Eric J. Mapes v. Home Depot, et al.
This text of Eric J. Mapes v. Home Depot, et al. (Eric J. Mapes v. Home Depot, et al.) is published on Counsel Stack Legal Research, covering District Court, N.D. Indiana primary law. Counsel Stack provides free access to over 12 million legal documents including statutes, case law, regulations, and constitutions.
Opinion
UNITED STATES DISTRICT COURT NORTHERN DISTRICT OF INDIANA HAMMOND DIVISION
ERIC J. MAPES, ) Plaintiff, ) ) v. ) CAUSE NO.: 2:25-CV-123-PPS-JEM ) HOME DEPOT, et al., ) Defendants. )
OPINION AND ORDER This matter is before the Court on a Motion to Recuse Judge John E. Martin [DE 42] filed by Plaintiff Eric J. Mapes, pro se, on August 8, 2025. Mapes alleges that the undersigned must recuse himself from this case “to preserve judicial integrity and ensure impartial adjudication of disability rights claims and protect Plaintiff’s statutory and constitutional rights.” (Mot. at 1, ECF No. 42). Judges must recuse themselves from proceedings in which they have a personal bias or prejudice against or in favor of a party or in which their impartiality might reasonably be questioned. 28 U.S.C. §§ 144, 455(a). Conversely, Judges should not recuse from cases where there is no justification for doing so. U.S. v. Hanhardt, 134 F. Supp. 2d 972, 975 (N.D. Ill. 2001) (citing New York City Housing Dev. Corp. v. Hart, 796 F.2d 976, 981 (7th Cir. 1986)); see also 28 U.S.C. § 455. Plaintiff argues that the undersigned’s previous rulings in this case show partiality, but such rulings standing alone are insufficient, as the recusal statutes “require bias to ‘stem from an extrajudicial source.’” Fairley v. Andrews, 423 F. Supp. 2d 800, 803-04 (N.D. Ill. 2006) (quoting Liteky v. United States, 510 U.S. 540, 544 (1994)). “Errant decisions are grounds for appeal, not for seeking a judge’s recusal.” Thomas v. Dart, 39 F.4th 835, 844 (7th Cir. July 12, 2022). Also, Plaintiff’s argument that his access to the courts has been restricted due to his disability is not new to this lawsuit. He has levied similar accusations against the Indiana Court of Appeals. See Mapes v.
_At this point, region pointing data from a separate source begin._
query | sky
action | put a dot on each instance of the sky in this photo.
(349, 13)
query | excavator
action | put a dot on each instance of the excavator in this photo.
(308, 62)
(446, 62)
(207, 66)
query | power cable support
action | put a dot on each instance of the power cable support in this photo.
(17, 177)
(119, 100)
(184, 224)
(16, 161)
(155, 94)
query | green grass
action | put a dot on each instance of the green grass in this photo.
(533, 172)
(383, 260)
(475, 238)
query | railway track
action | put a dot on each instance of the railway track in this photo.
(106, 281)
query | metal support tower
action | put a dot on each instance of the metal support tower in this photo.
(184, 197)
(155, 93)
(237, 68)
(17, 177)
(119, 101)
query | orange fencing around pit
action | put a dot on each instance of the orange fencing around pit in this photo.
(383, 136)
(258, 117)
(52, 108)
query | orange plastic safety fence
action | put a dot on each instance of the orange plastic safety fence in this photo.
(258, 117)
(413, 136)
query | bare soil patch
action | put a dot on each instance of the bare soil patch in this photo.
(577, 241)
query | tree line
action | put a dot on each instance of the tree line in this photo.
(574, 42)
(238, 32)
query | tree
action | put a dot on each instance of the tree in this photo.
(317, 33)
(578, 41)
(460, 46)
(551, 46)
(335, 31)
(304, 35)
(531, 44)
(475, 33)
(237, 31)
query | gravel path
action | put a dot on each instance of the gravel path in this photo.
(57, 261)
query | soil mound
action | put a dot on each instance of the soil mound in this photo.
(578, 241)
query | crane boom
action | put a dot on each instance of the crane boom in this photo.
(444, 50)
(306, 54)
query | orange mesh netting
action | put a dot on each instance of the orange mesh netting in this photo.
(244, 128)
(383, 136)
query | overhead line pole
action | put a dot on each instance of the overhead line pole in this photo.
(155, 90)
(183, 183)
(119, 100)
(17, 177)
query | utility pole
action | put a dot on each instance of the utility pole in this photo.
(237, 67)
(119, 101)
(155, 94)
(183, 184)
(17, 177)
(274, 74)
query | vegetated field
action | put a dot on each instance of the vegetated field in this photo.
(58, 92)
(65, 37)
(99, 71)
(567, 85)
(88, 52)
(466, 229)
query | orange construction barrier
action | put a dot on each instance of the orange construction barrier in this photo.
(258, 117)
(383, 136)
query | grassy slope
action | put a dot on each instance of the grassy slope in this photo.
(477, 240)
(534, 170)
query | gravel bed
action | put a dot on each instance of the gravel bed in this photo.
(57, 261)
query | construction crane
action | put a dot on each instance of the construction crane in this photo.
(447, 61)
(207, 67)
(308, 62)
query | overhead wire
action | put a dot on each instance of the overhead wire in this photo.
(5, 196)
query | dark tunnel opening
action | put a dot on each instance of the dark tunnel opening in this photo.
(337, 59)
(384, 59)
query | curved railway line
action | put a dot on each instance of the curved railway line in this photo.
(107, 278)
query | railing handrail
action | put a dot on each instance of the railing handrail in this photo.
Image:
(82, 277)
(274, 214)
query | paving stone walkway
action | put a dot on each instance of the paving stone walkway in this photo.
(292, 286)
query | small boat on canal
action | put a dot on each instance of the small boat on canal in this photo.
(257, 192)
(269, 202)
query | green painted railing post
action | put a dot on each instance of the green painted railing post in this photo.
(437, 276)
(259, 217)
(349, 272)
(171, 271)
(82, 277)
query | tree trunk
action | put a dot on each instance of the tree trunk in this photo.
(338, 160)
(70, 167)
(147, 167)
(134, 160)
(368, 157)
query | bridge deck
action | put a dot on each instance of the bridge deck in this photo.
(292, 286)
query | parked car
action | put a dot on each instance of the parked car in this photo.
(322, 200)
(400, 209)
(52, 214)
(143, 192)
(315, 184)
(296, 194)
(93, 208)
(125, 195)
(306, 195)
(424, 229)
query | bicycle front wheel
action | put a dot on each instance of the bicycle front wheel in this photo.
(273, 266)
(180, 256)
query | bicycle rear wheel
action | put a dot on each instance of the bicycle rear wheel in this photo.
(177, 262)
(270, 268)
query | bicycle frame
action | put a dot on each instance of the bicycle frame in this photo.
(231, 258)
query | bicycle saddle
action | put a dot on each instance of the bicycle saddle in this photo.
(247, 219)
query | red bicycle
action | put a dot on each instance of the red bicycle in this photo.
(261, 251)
Indiana Ct. of Appeals, No. 2:25-CV-404 (Oct. 10, 2025) (order dismissing suit for lack of jurisdiction). Additionally, both Indiana’s Supreme Court and Court of Appeals have found that Plaintiff has engaged in abusive litigation conduct. Mapes v. State¸ 201 N.E.3d
1168, 1170 (Ind. 2023) (“Appellant is CAUTIONED that further abuse of the appellate process will likely result in imposition of restrictions.”); Mapes v. Carroll Cnty., 266 N.E.3d 283, 285 (Ind. Ct. App. 2025) (“The Court finds that Appellant is a prolific, abusive litigant whose numerous filings have been a drain on judicial resources.”). The undersigned has no personal bias or prejudice against or in favor of Plaintiff, and the undersigned’s rulings in this case do not present circumstances under which the undersigned’s impartiality could reasonably be questioned. Plaintiff also requests the appointment of counsel. By local rule, however, motions must be filed separately, N.D. Ind. L.R. 7-1(a), so this request must also be denied as not properly
presented to the Court. Therefore, the Court DENIES the Motion to Recuse Judge John E. Martin [DE 42]. SO ORDERED this 24th day of October, 2025. s/ John E. Martin MAGISTRATE JUDGE JOHN E. MARTIN UNITED STATES DISTRICT COURT
cc: All counsel of record Plaintiff, pro se.